The next thing you know, you’re looking in the mirror to find out that you’ve got a chipped or fractured tooth. If you trip and fall or accidentally bite anything hard, you might chip or break a tooth. Here are some steps recommended by a Palm Harbor, FL dentist to help you repair your damaged teeth.
Look at the Damage
The initial step in treating a fractured tooth is to assess the severity of the injury. Gently applying pressure to a bleeding tooth or gums can stop the bleeding. If you can’t tell where the damage is in your mouth, wipe the exterior with a damp towel to stop the bleeding. As soon as you notice the bleeding has stopped, rinse your mouth out with warm water to get rid of any blood and other debris. Swelling can be reduced by applying a cold compress or ice pack wrapped in a soft, clean cloth to the affected area.
Go to an urgent care center for help if you are experiencing severe pain, showing signs of a concussion, or having difficulties controlling bleeding from an injury.
Tooth-Chip Repair Procedures
Even while a broken tooth might not qualify as an emergency that necessitates a trip to the ER, you should, nevertheless, call your dentist and swish warm water in your mouth as soon as possible. Depending on the circumstances, you might or might not be able to locate the missing tooth fragment. You should take the shard of glass to the dentist wrapped in damp gauze if you can locate it.

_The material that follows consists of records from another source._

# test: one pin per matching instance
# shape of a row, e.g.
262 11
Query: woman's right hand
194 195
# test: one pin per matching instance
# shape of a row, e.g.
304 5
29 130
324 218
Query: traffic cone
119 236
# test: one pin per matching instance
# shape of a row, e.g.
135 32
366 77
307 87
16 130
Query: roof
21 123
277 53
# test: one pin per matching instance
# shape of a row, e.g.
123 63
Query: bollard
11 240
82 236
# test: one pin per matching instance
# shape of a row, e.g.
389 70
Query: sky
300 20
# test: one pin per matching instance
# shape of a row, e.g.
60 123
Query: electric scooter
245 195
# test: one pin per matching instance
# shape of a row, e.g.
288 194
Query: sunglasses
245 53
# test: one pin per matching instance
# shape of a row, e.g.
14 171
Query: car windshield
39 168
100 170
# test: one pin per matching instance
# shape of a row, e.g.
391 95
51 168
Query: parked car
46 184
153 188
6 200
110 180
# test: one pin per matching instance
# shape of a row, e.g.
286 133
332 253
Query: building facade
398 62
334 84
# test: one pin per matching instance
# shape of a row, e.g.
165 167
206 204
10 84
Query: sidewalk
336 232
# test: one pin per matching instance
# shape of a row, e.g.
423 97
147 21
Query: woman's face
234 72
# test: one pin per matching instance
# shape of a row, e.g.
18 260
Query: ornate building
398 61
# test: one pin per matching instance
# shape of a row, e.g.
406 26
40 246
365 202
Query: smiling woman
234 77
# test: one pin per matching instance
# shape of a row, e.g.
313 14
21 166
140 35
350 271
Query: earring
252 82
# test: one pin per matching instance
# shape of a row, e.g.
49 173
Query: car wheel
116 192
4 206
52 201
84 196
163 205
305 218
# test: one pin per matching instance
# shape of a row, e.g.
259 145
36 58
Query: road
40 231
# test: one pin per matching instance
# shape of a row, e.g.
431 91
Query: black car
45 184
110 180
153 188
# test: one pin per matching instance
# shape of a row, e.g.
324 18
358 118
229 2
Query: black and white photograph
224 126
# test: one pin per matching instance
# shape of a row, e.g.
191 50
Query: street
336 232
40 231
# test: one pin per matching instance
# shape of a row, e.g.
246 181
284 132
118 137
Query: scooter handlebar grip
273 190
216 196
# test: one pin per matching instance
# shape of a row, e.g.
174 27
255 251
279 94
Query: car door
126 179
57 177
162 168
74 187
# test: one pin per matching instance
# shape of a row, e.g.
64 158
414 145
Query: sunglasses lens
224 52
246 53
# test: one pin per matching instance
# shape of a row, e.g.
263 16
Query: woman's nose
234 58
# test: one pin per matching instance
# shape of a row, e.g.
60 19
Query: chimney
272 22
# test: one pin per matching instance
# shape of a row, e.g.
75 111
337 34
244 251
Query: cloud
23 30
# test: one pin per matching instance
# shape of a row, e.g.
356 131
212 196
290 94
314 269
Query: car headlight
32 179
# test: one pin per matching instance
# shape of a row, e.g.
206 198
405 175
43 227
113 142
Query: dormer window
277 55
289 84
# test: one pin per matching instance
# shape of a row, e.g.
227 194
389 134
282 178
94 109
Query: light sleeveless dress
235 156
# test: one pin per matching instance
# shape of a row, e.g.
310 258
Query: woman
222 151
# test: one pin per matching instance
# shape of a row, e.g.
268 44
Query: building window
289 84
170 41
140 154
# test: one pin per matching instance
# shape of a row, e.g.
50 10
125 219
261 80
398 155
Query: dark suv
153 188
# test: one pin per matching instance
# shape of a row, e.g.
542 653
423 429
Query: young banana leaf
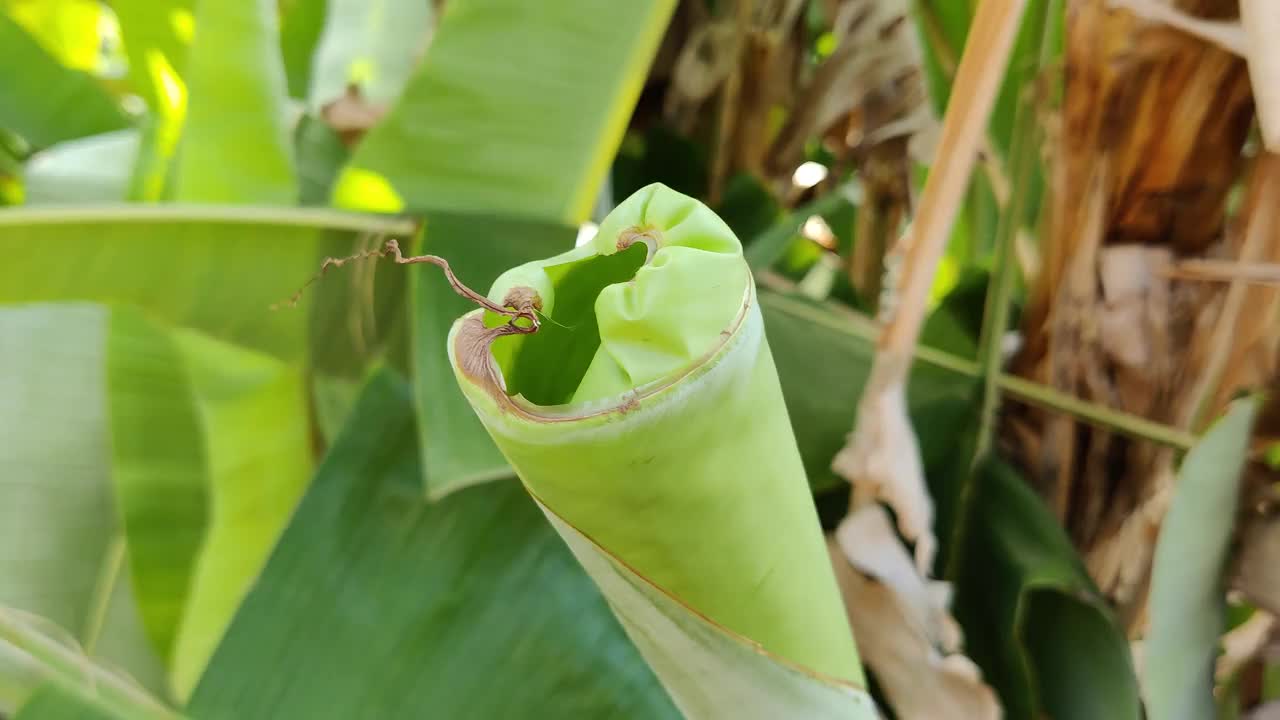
631 387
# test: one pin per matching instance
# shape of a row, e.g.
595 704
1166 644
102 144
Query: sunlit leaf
236 142
46 103
371 46
59 550
1187 589
517 108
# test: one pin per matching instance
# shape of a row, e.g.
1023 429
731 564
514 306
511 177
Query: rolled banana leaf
644 414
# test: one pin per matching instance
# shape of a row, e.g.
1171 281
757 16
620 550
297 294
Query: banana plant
630 384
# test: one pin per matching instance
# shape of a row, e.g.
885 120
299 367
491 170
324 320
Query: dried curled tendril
520 306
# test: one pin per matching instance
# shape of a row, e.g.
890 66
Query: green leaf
823 361
257 443
46 103
640 415
156 41
1187 587
76 32
517 108
58 551
236 144
211 451
159 468
1037 627
90 169
373 46
174 261
300 33
45 677
321 155
734 677
369 575
456 449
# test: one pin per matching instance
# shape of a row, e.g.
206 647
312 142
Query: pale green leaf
236 145
257 447
88 169
46 103
159 468
59 555
371 45
156 40
73 31
734 677
300 33
45 675
174 261
379 604
1187 587
517 108
456 449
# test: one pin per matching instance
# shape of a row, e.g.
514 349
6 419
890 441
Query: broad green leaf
257 443
641 415
456 449
321 155
44 675
59 548
72 31
236 142
174 261
465 607
370 45
1187 587
824 358
156 40
1048 642
300 33
55 516
517 108
46 103
159 468
88 169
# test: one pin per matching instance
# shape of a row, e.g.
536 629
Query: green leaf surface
44 675
456 449
257 443
90 169
641 422
734 677
517 108
1187 587
159 469
156 40
1048 642
55 516
46 103
321 155
236 145
300 33
370 45
823 363
174 261
369 575
59 554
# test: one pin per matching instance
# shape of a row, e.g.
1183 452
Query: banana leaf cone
645 417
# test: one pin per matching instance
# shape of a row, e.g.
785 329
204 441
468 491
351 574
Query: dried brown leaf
352 115
905 634
1261 21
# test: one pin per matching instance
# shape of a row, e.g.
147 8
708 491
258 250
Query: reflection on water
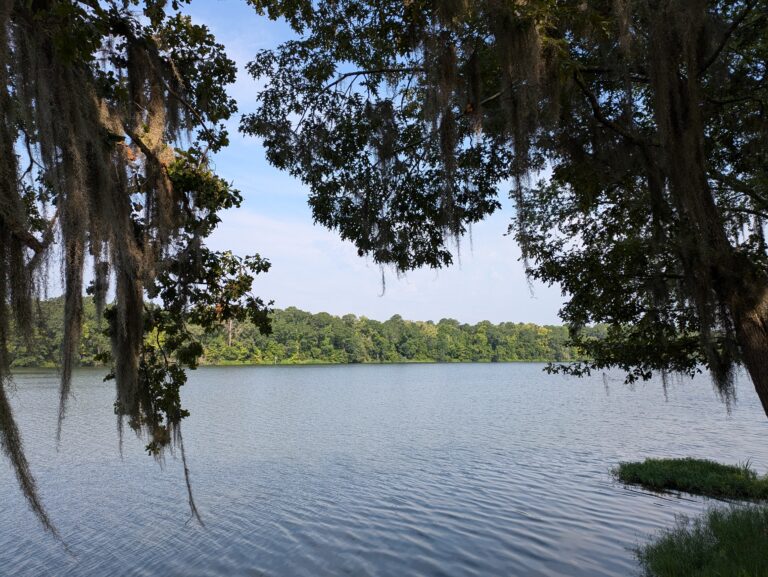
366 470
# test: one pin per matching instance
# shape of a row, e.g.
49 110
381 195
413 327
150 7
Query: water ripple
460 470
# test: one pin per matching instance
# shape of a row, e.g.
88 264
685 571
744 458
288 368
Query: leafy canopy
633 133
109 113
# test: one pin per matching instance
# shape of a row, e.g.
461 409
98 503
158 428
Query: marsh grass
696 476
730 542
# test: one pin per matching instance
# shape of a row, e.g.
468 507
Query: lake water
397 470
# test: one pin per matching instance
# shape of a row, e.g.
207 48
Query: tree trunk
730 291
752 334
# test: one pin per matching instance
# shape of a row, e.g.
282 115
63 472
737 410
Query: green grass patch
722 543
696 476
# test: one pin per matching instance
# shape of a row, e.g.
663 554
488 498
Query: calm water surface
430 470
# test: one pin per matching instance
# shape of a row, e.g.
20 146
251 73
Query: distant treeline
302 337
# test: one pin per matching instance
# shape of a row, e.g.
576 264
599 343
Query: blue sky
312 268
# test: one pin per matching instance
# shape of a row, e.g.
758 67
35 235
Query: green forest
300 337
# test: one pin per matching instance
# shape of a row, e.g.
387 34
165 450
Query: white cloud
316 271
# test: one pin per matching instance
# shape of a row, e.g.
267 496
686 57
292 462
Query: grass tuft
726 542
696 476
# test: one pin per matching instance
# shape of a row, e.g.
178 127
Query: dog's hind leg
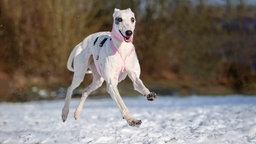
96 83
80 67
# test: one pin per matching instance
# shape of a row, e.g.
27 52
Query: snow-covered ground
230 119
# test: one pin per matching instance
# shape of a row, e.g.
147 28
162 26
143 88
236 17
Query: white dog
110 56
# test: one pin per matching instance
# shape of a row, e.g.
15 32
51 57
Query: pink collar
114 49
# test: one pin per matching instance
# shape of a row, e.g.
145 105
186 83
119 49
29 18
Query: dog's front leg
140 87
113 91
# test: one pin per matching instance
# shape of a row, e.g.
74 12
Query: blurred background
185 47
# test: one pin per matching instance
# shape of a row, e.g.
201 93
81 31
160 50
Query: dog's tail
70 59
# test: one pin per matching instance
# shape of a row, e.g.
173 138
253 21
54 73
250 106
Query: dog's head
124 24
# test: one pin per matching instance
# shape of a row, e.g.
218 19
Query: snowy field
191 120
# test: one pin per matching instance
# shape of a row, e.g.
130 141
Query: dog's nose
128 33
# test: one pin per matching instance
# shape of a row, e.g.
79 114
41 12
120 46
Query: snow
226 119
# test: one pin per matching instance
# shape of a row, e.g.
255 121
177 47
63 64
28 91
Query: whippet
110 57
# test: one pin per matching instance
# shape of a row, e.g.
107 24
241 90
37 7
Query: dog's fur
106 64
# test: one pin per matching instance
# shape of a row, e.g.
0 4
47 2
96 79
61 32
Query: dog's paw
134 122
151 96
77 114
64 114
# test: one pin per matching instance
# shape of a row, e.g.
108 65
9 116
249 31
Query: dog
110 57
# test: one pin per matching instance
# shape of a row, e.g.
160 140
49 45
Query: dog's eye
118 19
133 19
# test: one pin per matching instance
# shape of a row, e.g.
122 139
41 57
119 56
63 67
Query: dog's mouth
126 38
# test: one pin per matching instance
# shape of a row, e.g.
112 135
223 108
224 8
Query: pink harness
118 36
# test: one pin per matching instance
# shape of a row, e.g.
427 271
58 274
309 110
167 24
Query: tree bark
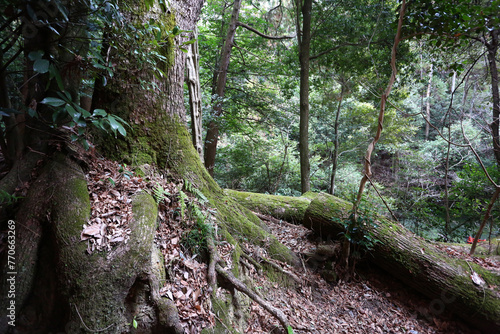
212 136
492 49
428 104
304 41
335 153
194 88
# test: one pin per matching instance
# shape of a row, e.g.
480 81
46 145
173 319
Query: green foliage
357 230
7 199
159 193
182 201
195 191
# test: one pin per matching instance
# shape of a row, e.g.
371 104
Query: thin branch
334 48
90 330
246 26
367 163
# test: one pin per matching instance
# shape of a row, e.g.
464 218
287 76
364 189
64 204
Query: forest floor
369 302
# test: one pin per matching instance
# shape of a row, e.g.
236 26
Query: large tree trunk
59 287
194 88
446 281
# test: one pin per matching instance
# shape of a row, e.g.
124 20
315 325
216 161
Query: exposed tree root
168 316
240 286
214 267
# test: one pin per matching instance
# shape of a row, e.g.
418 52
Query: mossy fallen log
416 262
291 209
447 281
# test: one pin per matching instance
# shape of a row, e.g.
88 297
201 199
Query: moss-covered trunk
447 281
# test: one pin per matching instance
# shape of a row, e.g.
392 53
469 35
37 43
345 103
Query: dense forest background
109 217
436 145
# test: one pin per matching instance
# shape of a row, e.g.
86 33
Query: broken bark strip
240 286
417 263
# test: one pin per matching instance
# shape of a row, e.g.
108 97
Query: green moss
291 209
276 276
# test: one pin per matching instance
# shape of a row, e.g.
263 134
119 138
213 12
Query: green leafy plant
182 200
6 198
357 231
159 193
196 239
195 191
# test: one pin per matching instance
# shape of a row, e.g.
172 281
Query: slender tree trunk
304 40
428 104
495 125
213 127
367 173
193 83
335 154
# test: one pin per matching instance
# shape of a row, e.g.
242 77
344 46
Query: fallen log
291 209
464 288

Actions to Take if a Tooth is Knocked Out
The preceding triage and first aid steps should be carried out immediately after a tooth is knocked out. When a tooth is knocked out (avulsed), it may be the entire tooth, or it may break off at the gum or bone level. If you can, replace the tooth in its socket without touching the pulp at the tooth’s root. If that’s not possible, then it’s most important to maintain the tooth wet at all times. The tooth can be stored between the cheek and gum, in milk, or with a “Save a Tooth” package purchased from your local pharmacy. Please see a dentist as soon as possible about the pain you’re having in your tooth.